YEME BOZUKLUĞU TÜRLERİ
1. Anoreksiya Nervoza - Anoreksiya Nevroza sorunu yaşayan bireyler genellikle kilo almayla ilgili takıntılı bir korku hissetmekte, sağlıklı beden ağırlığında kalmayı reddetmektedirler ve gerçek dışı bir bedensel imge algısına sahiptirler. Anoreksiya Nevroza’da kişiler yiyecek tüketimi oranına ciddi sınırlandırmalar getirir ve normal ağırlıklarının altında oldukları açıkça görülmesine rağmen kendilerini kilolu hissederler. Anoreksiya, beyin hasarları, çeşitli organlarda aksamalar, kemik erimesi, kalp sorunları ve kısırlık gibi pek çok bedensel işlev sorununa neden olabilir. Bu sorunu yaşayan kişilerde ölüm riski oldukça yüksektir.
2. Bulimiya Nervoza - Bu bozuklukta tekrarlayan bir şekilde kişinin, tıka basa yedikten sonra kendini zorlayarak kusma, aşırı bedensel egzersiz ya da aşırı laksatif kullanma gibi yediklerini telafi etmeye yönelik davranışlar sergilenir. Bulimiya sorunu yaşayan erkek ve kadınlar genellikle kilo alma korkusu hissederler ve bedensel şekil ve ölçülerinden son derece mutsuzdurlar. Tıkınırcasına yeme ve temizlenme döngüsü, sıklıkla gizlilik içinde yapılır ve utanç, suçluluk, kontrol kaybı duygularına sebebiyet verir. Bulimiya, gastroentestinal problemler, elektrolit dengesizliğine bağlı, ciddi hidrasyon ve kalp zorlanmaları gibi bedensel hasarlara yol açabilir.
3. Tıkınırcasına Yeme Bozukluğu - Tıkınırcasına yeme bozukluğu olan kişiler sıklıkla yeme kontrollerini yitirirler. Bulimiyadan farklı olarak, tıkınırcasına yedikten sonraki kusma, egzersiz yapma gibi tekrarlayan davranışları bulunmamaktadır.

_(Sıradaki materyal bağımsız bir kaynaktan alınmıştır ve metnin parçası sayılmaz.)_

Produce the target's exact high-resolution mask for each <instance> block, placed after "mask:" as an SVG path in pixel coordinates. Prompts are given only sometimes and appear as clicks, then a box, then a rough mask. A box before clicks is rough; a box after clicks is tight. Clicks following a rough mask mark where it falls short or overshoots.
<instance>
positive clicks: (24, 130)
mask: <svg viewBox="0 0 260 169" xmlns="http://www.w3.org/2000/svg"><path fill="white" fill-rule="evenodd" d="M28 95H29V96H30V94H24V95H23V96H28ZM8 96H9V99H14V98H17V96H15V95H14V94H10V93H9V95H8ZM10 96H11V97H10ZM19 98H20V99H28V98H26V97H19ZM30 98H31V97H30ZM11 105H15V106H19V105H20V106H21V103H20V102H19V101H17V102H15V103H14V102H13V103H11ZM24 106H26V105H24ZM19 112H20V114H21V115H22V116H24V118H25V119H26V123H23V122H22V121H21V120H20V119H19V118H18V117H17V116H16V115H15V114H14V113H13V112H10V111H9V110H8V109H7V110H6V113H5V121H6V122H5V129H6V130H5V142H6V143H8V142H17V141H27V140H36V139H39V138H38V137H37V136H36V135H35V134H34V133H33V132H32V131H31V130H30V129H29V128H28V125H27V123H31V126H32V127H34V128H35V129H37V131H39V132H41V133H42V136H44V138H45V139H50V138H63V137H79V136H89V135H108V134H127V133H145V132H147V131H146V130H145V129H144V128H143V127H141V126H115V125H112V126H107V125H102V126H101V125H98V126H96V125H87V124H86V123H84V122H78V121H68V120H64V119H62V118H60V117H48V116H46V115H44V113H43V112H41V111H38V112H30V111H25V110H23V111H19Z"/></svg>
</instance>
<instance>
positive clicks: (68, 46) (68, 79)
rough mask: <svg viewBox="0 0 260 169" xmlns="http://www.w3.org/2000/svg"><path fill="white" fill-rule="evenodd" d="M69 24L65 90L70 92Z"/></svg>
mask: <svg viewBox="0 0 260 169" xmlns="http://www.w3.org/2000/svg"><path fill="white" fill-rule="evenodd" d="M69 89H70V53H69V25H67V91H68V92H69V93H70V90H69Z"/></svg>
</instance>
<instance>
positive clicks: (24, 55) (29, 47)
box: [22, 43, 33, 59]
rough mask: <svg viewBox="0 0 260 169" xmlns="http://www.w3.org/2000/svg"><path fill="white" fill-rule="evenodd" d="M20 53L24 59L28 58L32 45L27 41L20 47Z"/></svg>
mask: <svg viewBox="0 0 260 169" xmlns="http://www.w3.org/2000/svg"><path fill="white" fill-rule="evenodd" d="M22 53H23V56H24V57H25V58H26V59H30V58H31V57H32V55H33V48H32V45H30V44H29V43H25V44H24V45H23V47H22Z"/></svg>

Dolayısıyla, tıkınırcasına yeme bozukluğu yaşayan kişilerde obezite gelişebilir ve kardiyovasküler hastalıklar gibi başka sorunların ortaya çıkmasına yatkındırlar. Bu bozukluğu yaşayan kadın ve erkekler tıkınırcasına yeme davranışlarıyla ilgili yoğun bir suçluluk, sıkıntı ve utanç hissedebilirler ve bu duygular yeme bozukluğunun daha da ilerlemesi, güçlenmesi ya da şekil değiştirmesinde etkili olabilir.

TEDAVİSİ
Durumun ciddiyeti ve karmaşık yapısından dolayı iyileşmenin gerçekleşebilmesi için genellikle yeme bozukluklarında yetkin ve kapsamlı bir profesyonel destek gerekir. Bireye, yeme bozukluğunun türüne ve belirtilerin şiddetine göre bir tedavi planı hazırlanır. Yeme bozukluklarının bütüncül bir şekilde ele alınması için genellikle hekimlere, psikoterapistlere ve bazen de beslenme uzmanlarına başvurulması gerekmektedir. Genellikle yatış yoluyla takip edilen hastalarda öncelikli amaç yemek yeme örüntüsünü düzene koymaktır. Kilo alımı ve beden algısı ile ilgili inançlar araştırılır; düşünce-duygu-davranış arasında bağ kurulur. Beden algısı üzerinden olumlu bir benlik imajı oluşturmak amaçlanır. Bilişsel Davranışçı Terapi sık kullanılan terapi türlerinden biridir. Terapinin yanı sıra aile ile birlikte çalışmak tedavinin işlevselliğini arttıran en önemli unsurdur.